In today’s low interest rate environment, anything above a 2% return sounds pretty good, and if you can find something that “returns” a “guaranteed” 7.58%, that’s great, right?

I saw the title of this blog post in an ad for an immediate annuity. For those of you familiar with immediate annuities, you’ll know what care the ad’s author has taken to make sure the 7.58% “solution” sounds attractive (like a rate of return?) while not being shown, deceptively, as a “return”. The solution? Call it a “cash flow solution!”.

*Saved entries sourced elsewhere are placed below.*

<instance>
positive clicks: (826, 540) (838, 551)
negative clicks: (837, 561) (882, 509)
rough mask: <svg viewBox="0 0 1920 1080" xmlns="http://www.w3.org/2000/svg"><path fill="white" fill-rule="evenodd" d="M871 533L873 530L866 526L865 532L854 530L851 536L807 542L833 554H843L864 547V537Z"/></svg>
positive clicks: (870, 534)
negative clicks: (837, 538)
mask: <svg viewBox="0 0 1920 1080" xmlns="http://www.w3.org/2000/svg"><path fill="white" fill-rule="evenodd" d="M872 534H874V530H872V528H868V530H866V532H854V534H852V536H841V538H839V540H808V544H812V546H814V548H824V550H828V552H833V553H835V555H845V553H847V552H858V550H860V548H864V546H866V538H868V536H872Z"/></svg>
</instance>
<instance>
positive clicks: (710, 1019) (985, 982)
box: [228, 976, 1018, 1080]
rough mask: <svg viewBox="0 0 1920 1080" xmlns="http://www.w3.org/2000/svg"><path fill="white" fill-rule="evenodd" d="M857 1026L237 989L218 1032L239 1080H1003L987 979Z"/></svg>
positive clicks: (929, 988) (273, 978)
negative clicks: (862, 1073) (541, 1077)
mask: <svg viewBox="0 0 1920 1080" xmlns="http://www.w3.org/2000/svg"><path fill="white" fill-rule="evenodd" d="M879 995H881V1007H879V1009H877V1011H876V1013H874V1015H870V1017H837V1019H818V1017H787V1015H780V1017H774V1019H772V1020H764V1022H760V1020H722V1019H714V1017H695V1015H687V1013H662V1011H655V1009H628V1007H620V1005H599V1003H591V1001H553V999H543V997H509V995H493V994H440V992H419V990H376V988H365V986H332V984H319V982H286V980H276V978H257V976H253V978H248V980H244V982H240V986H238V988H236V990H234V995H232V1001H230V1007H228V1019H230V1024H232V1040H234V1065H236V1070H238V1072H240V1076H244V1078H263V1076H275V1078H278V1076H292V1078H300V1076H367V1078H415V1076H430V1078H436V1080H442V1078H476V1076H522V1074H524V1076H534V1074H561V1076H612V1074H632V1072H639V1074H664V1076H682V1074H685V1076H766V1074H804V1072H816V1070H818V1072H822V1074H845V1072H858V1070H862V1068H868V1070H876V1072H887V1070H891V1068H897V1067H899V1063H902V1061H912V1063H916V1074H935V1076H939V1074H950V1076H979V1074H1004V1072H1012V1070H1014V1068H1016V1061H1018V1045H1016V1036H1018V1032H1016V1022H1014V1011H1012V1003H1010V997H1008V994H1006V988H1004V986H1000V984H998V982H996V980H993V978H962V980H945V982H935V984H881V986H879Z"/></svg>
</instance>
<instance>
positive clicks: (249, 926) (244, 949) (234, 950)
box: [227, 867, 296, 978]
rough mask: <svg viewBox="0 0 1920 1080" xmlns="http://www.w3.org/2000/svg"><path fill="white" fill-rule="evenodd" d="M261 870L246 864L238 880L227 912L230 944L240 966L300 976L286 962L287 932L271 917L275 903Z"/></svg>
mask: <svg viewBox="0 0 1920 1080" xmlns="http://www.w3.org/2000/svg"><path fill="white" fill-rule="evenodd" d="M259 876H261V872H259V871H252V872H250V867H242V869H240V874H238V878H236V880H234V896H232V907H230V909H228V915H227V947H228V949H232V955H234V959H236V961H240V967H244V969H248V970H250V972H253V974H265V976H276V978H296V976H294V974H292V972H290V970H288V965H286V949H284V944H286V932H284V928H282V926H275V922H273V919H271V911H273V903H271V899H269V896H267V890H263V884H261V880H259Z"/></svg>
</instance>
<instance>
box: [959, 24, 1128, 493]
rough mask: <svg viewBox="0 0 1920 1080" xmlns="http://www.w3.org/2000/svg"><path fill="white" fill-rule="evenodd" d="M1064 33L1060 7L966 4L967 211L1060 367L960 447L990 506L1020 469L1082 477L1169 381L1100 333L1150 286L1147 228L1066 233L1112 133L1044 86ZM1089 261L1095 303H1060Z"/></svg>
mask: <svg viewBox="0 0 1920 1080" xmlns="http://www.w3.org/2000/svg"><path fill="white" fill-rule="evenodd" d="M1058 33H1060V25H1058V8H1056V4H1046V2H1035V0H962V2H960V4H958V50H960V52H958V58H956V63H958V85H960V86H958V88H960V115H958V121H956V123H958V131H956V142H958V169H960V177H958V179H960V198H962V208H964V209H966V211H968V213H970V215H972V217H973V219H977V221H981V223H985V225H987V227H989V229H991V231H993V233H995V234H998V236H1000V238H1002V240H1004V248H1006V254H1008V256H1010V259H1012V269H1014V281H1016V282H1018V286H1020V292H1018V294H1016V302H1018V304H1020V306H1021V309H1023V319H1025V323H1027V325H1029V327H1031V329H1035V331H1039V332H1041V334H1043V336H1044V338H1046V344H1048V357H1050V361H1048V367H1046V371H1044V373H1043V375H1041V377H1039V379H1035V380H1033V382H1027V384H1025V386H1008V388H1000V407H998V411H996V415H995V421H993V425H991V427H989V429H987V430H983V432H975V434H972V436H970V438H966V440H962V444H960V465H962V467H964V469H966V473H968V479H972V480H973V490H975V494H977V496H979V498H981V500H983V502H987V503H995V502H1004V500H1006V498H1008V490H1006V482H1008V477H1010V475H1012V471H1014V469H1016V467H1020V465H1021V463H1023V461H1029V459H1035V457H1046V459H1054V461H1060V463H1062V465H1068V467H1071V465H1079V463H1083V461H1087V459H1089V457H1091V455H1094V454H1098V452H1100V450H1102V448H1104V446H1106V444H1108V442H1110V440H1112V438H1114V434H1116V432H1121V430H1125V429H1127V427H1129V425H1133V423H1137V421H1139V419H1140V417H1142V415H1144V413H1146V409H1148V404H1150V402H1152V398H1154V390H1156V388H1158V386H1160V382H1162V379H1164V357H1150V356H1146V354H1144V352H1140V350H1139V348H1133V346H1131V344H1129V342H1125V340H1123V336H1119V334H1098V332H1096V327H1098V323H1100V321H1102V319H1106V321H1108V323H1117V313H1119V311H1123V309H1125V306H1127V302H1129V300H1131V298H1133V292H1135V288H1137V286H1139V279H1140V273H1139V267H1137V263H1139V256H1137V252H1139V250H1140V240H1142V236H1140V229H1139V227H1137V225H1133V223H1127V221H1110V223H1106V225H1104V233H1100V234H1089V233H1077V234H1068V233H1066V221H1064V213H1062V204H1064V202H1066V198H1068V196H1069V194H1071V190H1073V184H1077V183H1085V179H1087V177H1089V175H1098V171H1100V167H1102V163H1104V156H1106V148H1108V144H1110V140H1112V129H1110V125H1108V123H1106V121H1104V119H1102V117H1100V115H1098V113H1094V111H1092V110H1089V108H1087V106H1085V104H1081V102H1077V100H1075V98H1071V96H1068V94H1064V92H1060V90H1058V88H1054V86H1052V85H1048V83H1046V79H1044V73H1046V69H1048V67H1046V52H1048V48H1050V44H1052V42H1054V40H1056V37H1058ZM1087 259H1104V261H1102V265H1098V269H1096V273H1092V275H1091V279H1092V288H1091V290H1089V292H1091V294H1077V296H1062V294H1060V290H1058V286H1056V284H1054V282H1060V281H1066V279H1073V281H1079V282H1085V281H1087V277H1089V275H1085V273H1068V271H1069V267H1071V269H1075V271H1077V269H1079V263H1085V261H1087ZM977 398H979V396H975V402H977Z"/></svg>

If 7.58% is not a rate of return, what is it? Well, it’s the percentage of the original principal that’s returned in each year. Interestingly enough, the advertisement shows 3 issue ages for annuity payments: 65, 70, and 75, and none of these has a “Cash Flow Solution” rate of 7.58%. The highest annual payment, for the 75 year old male, gives 7.49% of annual cash flow back. For a single premium of $100,000, the annual payment would be $7,490, or $624.17 per month.

It is actually impossible to tell an annuitant what the return rate will be on the lifetime annuity they are buying. The yield can only be determined retrospectively, once the annuitant has died. If the annuitant dies prematurely, the yield can be 0% (or even less if a return of premium option is not selected). If the annuitant lives a long time past their life expectancy, the yield can look terrific.

Let’s take the case of the 75 year old male. According to the Annuity 2000 table with annual improvements, the life expectancy of this annuitant is 13.9 years. If this 75 year old buys the advertised immediate annuity for $100,000, collects monthly payments for 14 years, then passes away, he will have collected a total of $104,860 in payments for an effective annual interest rate of less than 0.7%. As a matter of fact, he almost has to live to his life expectancy to simply recover his premium during his lifetime. (He will finally exceed $100,000 in received payments after 161 months, or 13.4 years.) If he lives 20 years (6 years beyond his life expectancy), the payments total $149,800 for a pretax return just under 4.4%. And this from a “*7.49%* Cash Flow Solution”.

It might surprise you to know that, according to the same mortality table, this annuitant has a 24% chance of living that 20 years. The probability isn’t negligible. Which is why I don’t hate immediate annuities. I recommend them in some cases, and believe they provide necessary insurance protection for some given longer lifespans. But I don’t find value in advertising what looks like a high rate when that rate is not a return. What *is* of value is that the annuitant can’t outlive this stream of income. Relating that income to a percentage rate gives a great story, but opens the door to misunderstanding, especially in this environment of low investment returns.